Thursday, November 6, 2014

TBT -- Stepping outside is just not good enough -- The dangers of second- and third-hand smoke

It's Throwback Thursday. Today, I'm revisiting a post from November 10, 2011. Important info you may have missed.

Photo by Peter Griffin
What do hydrogen cyanide (used in chemical weapons), butane, arsenic, lead, toluene, polonium-201, formaldehyde and benzene all have in common?

They all 'live' on the shirts and pants and skin and hair of smokers. They cozy down together on couches and in carpets, on bedspreads and in car seats when a smoker is in the house or car.

And they all pose a real danger to your children! Babies and toddlers, in particular, are at an increased risk of cancer and respiratory problems, such as asthma, when they are exposed to third-hand smoke.

Third-hand smoke?

Yes, third-hand smoke. This relatively new term is used to describe the smoke residue left behind after a cigarette has been extinguished. And it's bad stuff. I mentioned it briefly in a post about second-hand smoke I did a year ago. Eleven of the compounds found in tobacco smoke, and the particles it leaves behind, are highly carcinogenic. When a cigarette burns, the vapor that is released coats the surfaces of everything close by.

Roni Caryn Rabin shared a definition of third-hand smoke, in the New York Times, "Invisible yet toxic brew of gases and particles clinging to smokers' hair and clothing, not to mention cushions and carpeting, that lingers long after second-hand smoke has cleared from a room." The residue left behind includes heavy metals and some radioactive materials, in addition to the many carcinogens.

According to Suzaynn Schick of the Center for Tobacco Control Research and Education at the University of California, San Francisco, "you basically build up a giant reservoir of cancer-causing compounds on every surface. And it stays there."

Do you see why I said, "Stepping outside is just not good enough?" It's not sufficient to simply not smoke around your kids, or grandkids. Because every time you step outside to do so, you step back in toting enough toxins to make those around you sick, especially young children, because their rapidly developing systems are uniquely susceptible to even very low levels of these poisons. One of the main concerns is disruption of lung development.

TNSAs (tobacco-specific nitrosamines) are killers. They are listed as one of the most broadly acting and potent carcinogens present in unburned tobacco and tobacco smoke. Exposure is through skin contact or inhalation of TNSA-infused dust particles. Altogether, there are 250 poisonous substances present in cigarette smoke. 250!!!

Stanton Glantz, director of the Center for Tobacco Control Research and Education at the University of California, San Francisco, states, "The level of toxicity in cigarette smoke is just astronomical when compared to other environmental toxins [such as particles found in automobile exhaust].

This is serious stuff, folks. Very serious. It should not be, and actually cannot be, taken lightly. Studies on rats (I know, they're not people) showed that exposure to tobacco toxins is the leading cause of SIDS. Leading cause. And it's most likely because of respiratory suppression. Umm. Do you want to take that chance??

So here's my suggestion to you parents with young children: keep them away from smokers as much as it is in your ability to do so. Check with daycare centers ... especially in-home ones, and make sure no one on staff is a smoker.
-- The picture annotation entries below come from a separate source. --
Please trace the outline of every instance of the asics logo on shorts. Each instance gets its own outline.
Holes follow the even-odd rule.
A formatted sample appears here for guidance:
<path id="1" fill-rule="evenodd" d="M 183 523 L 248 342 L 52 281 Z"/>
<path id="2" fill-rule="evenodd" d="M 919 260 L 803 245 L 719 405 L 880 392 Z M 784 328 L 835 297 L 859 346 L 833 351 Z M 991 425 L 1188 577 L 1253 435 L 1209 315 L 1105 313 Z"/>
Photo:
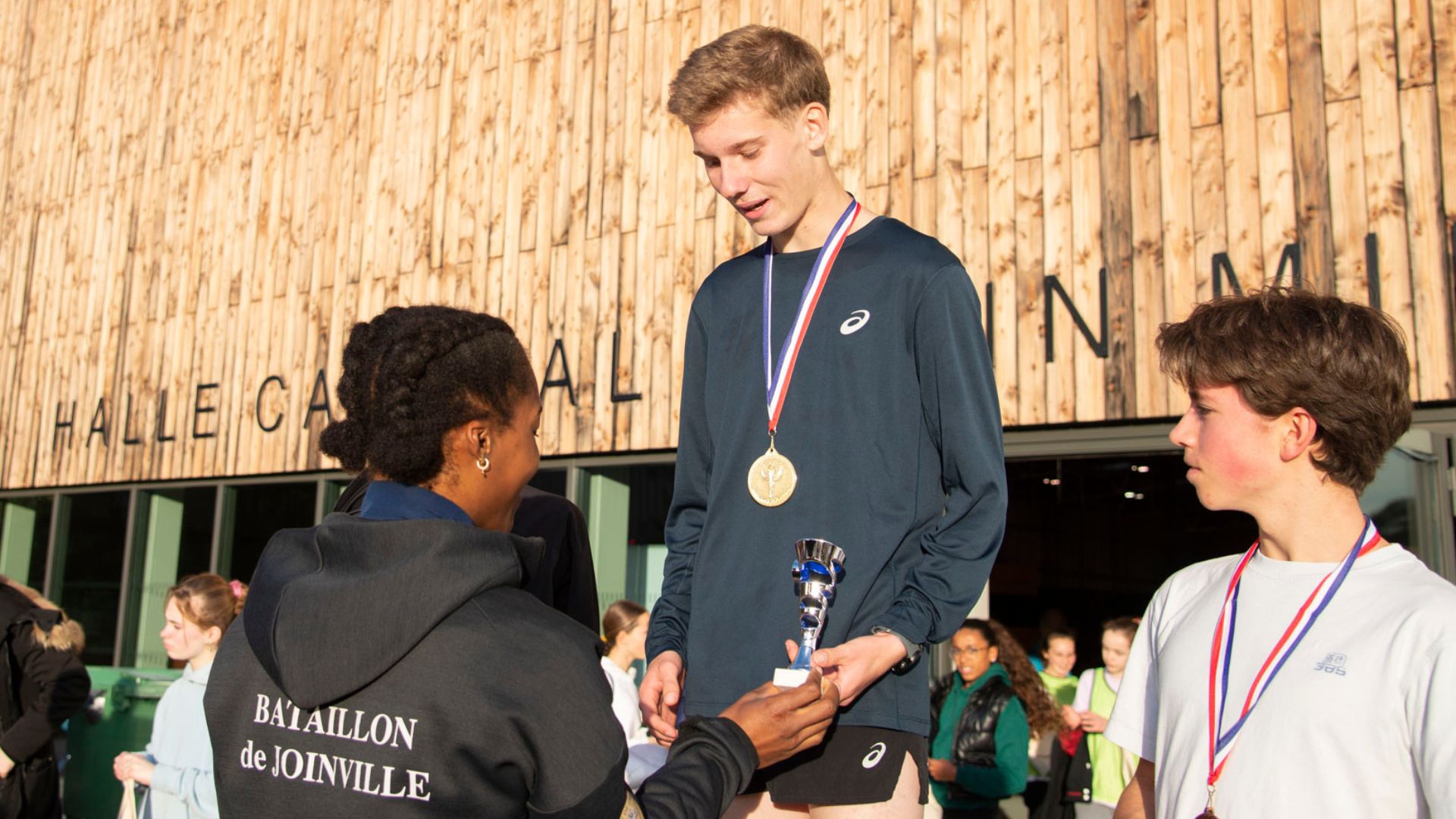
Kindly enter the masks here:
<path id="1" fill-rule="evenodd" d="M 844 324 L 839 325 L 839 334 L 849 335 L 852 332 L 858 332 L 859 328 L 865 326 L 866 324 L 869 324 L 869 310 L 855 310 L 853 313 L 849 313 L 849 318 L 844 319 Z"/>

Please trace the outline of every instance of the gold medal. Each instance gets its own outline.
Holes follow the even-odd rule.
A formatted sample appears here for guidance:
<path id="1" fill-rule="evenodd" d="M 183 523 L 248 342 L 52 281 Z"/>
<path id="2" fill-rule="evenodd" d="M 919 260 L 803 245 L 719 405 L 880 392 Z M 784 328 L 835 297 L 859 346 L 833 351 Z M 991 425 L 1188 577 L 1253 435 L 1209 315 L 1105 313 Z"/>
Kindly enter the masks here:
<path id="1" fill-rule="evenodd" d="M 764 452 L 748 468 L 748 494 L 760 506 L 780 506 L 794 494 L 799 475 L 794 471 L 794 463 L 773 449 L 773 439 L 769 439 L 769 452 Z"/>

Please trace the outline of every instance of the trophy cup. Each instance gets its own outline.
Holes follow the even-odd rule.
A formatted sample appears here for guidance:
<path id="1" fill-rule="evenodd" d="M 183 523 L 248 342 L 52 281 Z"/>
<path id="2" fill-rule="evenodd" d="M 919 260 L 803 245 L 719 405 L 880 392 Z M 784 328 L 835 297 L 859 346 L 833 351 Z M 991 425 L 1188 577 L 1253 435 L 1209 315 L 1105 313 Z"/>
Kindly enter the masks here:
<path id="1" fill-rule="evenodd" d="M 818 648 L 824 616 L 834 600 L 834 584 L 844 577 L 844 549 L 828 541 L 805 538 L 794 544 L 794 593 L 799 596 L 799 653 L 794 665 L 773 669 L 773 685 L 794 688 L 810 676 L 810 657 Z"/>

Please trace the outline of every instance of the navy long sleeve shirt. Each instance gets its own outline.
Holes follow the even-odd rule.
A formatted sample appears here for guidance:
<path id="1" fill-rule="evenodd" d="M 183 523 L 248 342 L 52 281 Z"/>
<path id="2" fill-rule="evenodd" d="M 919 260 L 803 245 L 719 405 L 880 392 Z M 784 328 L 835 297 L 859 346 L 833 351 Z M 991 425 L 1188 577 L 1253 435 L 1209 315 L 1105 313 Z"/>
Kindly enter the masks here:
<path id="1" fill-rule="evenodd" d="M 769 444 L 763 254 L 703 283 L 687 325 L 662 596 L 648 654 L 678 651 L 689 714 L 716 714 L 788 666 L 798 641 L 794 542 L 846 552 L 820 646 L 888 627 L 948 638 L 990 574 L 1006 520 L 996 385 L 980 302 L 960 261 L 887 217 L 852 233 L 820 296 L 776 447 L 798 471 L 782 506 L 754 503 L 748 466 Z M 773 354 L 817 251 L 775 254 Z M 866 318 L 868 316 L 868 318 Z M 929 732 L 926 665 L 887 675 L 844 724 Z"/>

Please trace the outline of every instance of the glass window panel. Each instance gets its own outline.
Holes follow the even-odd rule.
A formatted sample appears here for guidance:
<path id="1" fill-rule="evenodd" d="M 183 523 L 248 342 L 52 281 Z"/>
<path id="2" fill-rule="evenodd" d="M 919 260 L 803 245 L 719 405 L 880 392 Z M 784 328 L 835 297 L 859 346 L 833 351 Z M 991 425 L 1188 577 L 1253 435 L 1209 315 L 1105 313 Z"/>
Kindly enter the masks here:
<path id="1" fill-rule="evenodd" d="M 992 570 L 992 616 L 1029 648 L 1042 627 L 1077 632 L 1077 667 L 1101 660 L 1105 619 L 1147 608 L 1169 574 L 1246 549 L 1239 512 L 1208 512 L 1179 455 L 1006 463 L 1006 538 Z"/>
<path id="2" fill-rule="evenodd" d="M 211 570 L 217 487 L 192 487 L 175 494 L 182 501 L 182 545 L 178 549 L 178 579 L 182 579 Z"/>
<path id="3" fill-rule="evenodd" d="M 566 497 L 566 471 L 540 469 L 536 472 L 536 477 L 531 478 L 531 485 L 543 493 Z"/>
<path id="4" fill-rule="evenodd" d="M 86 665 L 108 666 L 116 647 L 116 608 L 121 603 L 121 568 L 127 546 L 130 493 L 83 493 L 66 501 L 58 539 L 57 603 L 86 628 Z"/>
<path id="5" fill-rule="evenodd" d="M 0 500 L 0 574 L 41 587 L 52 506 L 50 495 Z"/>
<path id="6" fill-rule="evenodd" d="M 221 574 L 248 583 L 274 532 L 313 526 L 313 507 L 319 488 L 313 481 L 300 481 L 248 484 L 230 491 L 236 493 L 232 514 L 232 565 Z"/>

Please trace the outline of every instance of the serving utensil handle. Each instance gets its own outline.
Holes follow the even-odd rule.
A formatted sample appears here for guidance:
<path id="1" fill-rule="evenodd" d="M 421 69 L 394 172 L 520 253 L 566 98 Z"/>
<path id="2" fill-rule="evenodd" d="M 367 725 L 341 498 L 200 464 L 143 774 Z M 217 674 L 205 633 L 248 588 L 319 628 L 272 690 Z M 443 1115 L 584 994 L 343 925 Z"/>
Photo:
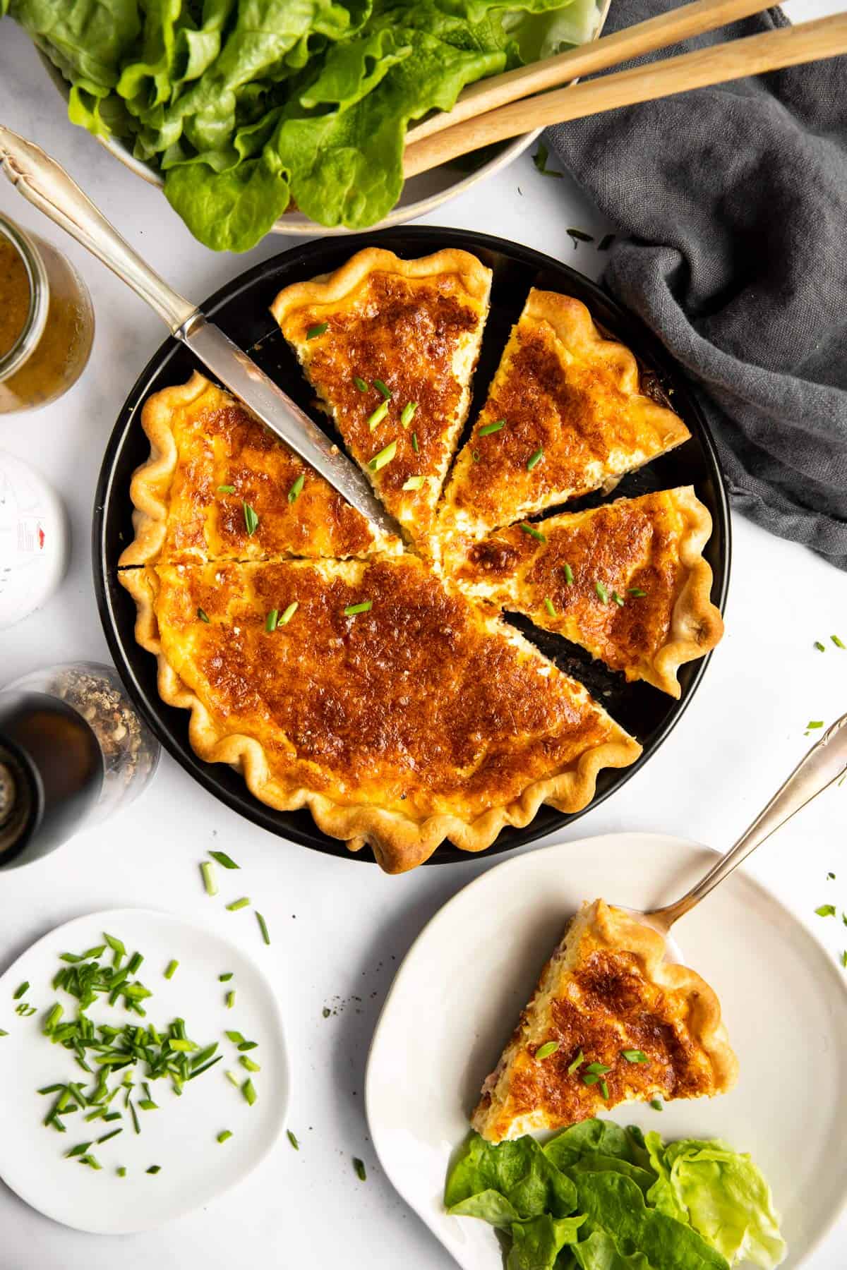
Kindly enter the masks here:
<path id="1" fill-rule="evenodd" d="M 27 202 L 117 273 L 168 323 L 173 334 L 197 312 L 197 305 L 169 287 L 121 237 L 61 164 L 3 124 L 0 166 Z"/>
<path id="2" fill-rule="evenodd" d="M 744 831 L 734 847 L 721 856 L 705 878 L 673 904 L 654 908 L 645 916 L 653 925 L 669 930 L 683 913 L 691 912 L 711 890 L 738 869 L 757 847 L 776 833 L 786 820 L 796 815 L 801 808 L 817 798 L 833 781 L 847 772 L 847 715 L 842 715 L 829 728 L 817 745 L 813 745 L 805 758 L 800 759 L 787 781 L 780 786 L 768 805 Z"/>

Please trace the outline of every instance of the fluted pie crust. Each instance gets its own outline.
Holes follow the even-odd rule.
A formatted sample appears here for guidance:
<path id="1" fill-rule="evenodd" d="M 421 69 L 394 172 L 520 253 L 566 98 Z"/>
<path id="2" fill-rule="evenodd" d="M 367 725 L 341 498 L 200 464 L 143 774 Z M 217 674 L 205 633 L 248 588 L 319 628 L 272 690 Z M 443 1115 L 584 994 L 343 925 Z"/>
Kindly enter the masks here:
<path id="1" fill-rule="evenodd" d="M 477 1133 L 502 1142 L 622 1102 L 731 1088 L 738 1060 L 717 997 L 664 955 L 662 935 L 632 914 L 602 899 L 583 904 L 483 1086 Z"/>
<path id="2" fill-rule="evenodd" d="M 389 872 L 444 839 L 481 851 L 542 803 L 578 812 L 603 768 L 641 752 L 503 620 L 507 599 L 519 605 L 467 589 L 457 537 L 433 549 L 489 286 L 464 251 L 400 260 L 366 249 L 273 305 L 359 461 L 371 436 L 375 448 L 386 442 L 386 419 L 403 442 L 371 475 L 405 542 L 375 533 L 202 375 L 142 411 L 151 452 L 132 480 L 136 536 L 119 578 L 137 606 L 136 638 L 157 659 L 160 696 L 190 711 L 201 758 L 236 767 L 269 806 L 307 808 L 350 850 L 370 845 Z M 603 356 L 631 378 L 631 354 L 610 344 Z M 366 377 L 367 392 L 356 382 Z M 366 411 L 383 399 L 371 428 Z M 687 436 L 655 409 L 665 439 Z M 403 490 L 386 479 L 395 461 L 404 474 L 419 464 L 425 481 Z"/>

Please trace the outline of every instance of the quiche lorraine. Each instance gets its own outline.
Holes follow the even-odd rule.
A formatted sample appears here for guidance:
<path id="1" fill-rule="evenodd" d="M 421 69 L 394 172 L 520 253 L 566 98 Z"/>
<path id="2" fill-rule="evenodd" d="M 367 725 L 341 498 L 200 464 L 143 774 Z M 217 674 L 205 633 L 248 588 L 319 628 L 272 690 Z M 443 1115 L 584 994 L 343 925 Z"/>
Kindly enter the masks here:
<path id="1" fill-rule="evenodd" d="M 422 541 L 471 399 L 491 271 L 467 251 L 364 248 L 272 312 L 386 508 Z"/>
<path id="2" fill-rule="evenodd" d="M 585 305 L 533 290 L 456 458 L 439 533 L 480 536 L 610 490 L 688 436 L 641 391 L 635 357 L 601 335 Z"/>
<path id="3" fill-rule="evenodd" d="M 688 485 L 457 542 L 446 568 L 469 594 L 678 697 L 679 665 L 724 629 L 702 555 L 710 535 L 711 516 Z"/>
<path id="4" fill-rule="evenodd" d="M 640 747 L 582 685 L 411 555 L 121 574 L 194 751 L 382 867 L 480 851 L 593 796 Z"/>
<path id="5" fill-rule="evenodd" d="M 584 904 L 485 1081 L 477 1133 L 502 1142 L 621 1102 L 731 1088 L 738 1062 L 717 997 L 664 951 L 658 931 L 624 909 Z"/>

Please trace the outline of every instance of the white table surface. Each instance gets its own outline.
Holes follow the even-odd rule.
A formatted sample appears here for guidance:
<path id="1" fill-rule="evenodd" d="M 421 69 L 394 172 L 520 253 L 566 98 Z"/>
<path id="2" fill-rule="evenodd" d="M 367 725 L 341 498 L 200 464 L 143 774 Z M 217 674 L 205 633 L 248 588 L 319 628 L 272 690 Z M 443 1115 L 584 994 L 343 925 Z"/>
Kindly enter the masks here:
<path id="1" fill-rule="evenodd" d="M 839 8 L 838 0 L 797 0 L 790 11 L 796 19 Z M 32 47 L 9 22 L 0 24 L 0 119 L 60 157 L 130 243 L 185 295 L 201 300 L 292 245 L 272 236 L 237 258 L 197 244 L 156 190 L 66 122 Z M 5 182 L 0 212 L 61 240 Z M 602 258 L 585 244 L 574 250 L 565 229 L 608 229 L 568 180 L 538 175 L 528 155 L 428 220 L 530 244 L 594 276 Z M 61 491 L 72 523 L 72 560 L 50 603 L 0 634 L 0 685 L 57 660 L 108 659 L 91 588 L 94 483 L 123 398 L 163 339 L 157 319 L 122 283 L 75 244 L 60 245 L 94 297 L 91 362 L 58 404 L 0 417 L 0 447 L 30 461 Z M 847 643 L 847 578 L 740 517 L 733 531 L 726 638 L 704 686 L 646 767 L 569 837 L 655 829 L 725 847 L 804 753 L 806 720 L 832 721 L 847 709 L 847 653 L 829 643 L 832 632 Z M 827 644 L 824 654 L 814 649 L 817 639 Z M 847 930 L 813 911 L 828 900 L 847 907 L 846 810 L 847 787 L 827 792 L 752 864 L 833 956 L 847 945 Z M 262 898 L 269 949 L 258 944 L 251 918 L 223 913 L 204 895 L 197 864 L 208 847 L 239 860 L 244 890 Z M 283 1139 L 253 1177 L 208 1210 L 126 1238 L 65 1229 L 0 1185 L 0 1270 L 110 1270 L 117 1261 L 124 1270 L 335 1261 L 448 1270 L 452 1260 L 375 1160 L 363 1071 L 397 961 L 439 906 L 495 862 L 483 857 L 387 878 L 375 866 L 265 834 L 204 794 L 165 754 L 155 782 L 130 812 L 41 864 L 3 874 L 0 970 L 52 926 L 123 904 L 165 907 L 241 937 L 273 978 L 283 1006 L 295 1072 L 291 1125 L 301 1151 Z M 838 875 L 834 883 L 825 880 L 829 870 Z M 612 879 L 608 890 L 612 895 Z M 338 1013 L 324 1019 L 324 1006 Z M 0 1110 L 0 1133 L 1 1123 Z M 353 1172 L 353 1156 L 366 1161 L 366 1184 Z M 806 1265 L 847 1265 L 847 1220 Z"/>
Remember, they'll step outside on their breaks, and then come back inside to take care of your little ones. Yuck. Tell Grandpa he cannot smoke, even outside, when he comes to visit. And before he holds his new grandbaby, offer him a clean shirt and make sure he scrubs his hands well.

Does that seem harsh? Visit the cancer ward at your local Children's Hospital and then we can talk harsh.

Am I trying to make your life difficult? Am I trying to cause rifts in families? Of course not. I'm simply caring about your kids.

I wish, oh how I wish, I'd had these warnings when my kids were young. They were exposed all too often with both second- and third-hand smoke, and for that, I am deeply sorry.

Years from now, don't spend your life looking back in regret. Be proactive. Make changes. Love your kids enough. They deserve it.